The savings trove, estimated by CIBC Capital Markets to be in the order of roughly $170 billion, was widely anticipated by analysts as a major driver of post-pandemic economic vitality. However, signs that this resurgence might not come to pass have been apparent as early as last year.

Statistics Canada reported that the household savings rate noticeably declined over the second half of 2021, falling from 9% in Q3 2021 to 6.4% during the fourth quarter. This was accompanied by a 1.3% increase in household consumption and a 1.3% decline in average household disposable income.

“With less disposable income and higher consumption expenditures, households were left with smaller net savings,” StatCan said in March.

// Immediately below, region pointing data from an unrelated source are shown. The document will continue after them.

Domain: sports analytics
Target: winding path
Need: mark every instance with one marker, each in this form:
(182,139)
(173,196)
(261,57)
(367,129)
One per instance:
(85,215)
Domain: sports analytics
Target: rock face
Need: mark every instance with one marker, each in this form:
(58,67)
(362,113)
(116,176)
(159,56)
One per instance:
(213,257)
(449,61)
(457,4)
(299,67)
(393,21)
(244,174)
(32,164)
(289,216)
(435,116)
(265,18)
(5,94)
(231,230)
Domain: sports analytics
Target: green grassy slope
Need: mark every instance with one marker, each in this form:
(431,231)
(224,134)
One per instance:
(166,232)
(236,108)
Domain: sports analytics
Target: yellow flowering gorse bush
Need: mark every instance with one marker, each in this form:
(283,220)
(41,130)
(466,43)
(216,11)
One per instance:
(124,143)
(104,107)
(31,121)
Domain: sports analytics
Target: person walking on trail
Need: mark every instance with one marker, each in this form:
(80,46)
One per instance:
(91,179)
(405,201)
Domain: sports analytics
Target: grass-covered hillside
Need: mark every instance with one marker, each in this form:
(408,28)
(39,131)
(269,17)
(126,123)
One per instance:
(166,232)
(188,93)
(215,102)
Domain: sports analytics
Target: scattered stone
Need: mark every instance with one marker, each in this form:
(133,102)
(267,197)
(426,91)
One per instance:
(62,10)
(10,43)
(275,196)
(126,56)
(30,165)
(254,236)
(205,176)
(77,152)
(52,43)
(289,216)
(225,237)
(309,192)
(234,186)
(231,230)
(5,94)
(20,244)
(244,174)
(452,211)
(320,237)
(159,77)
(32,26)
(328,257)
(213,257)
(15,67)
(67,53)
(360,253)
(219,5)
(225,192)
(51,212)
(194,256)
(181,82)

Read more: BMO: Strong policy actions required to address inflation

Mendes predicted that inflation will continue rising until it reaches the 6%-7% range this summer, essentially nullifying any economic impact that these savings would’ve had.

“So there is not $100 billion or $300 billion of extra purchasing power. There’s a fraction of that because of the extra inflation,” Mendes said.

“I still think that there’s some cushion in the bank accounts of Canadians to weather the storm are likely the rest of this year in terms of cushioning Canadian household finances against higher interest rates or higher inflation, but I think 2023 becomes a much more precarious situation for the Bank of Canada to navigate.”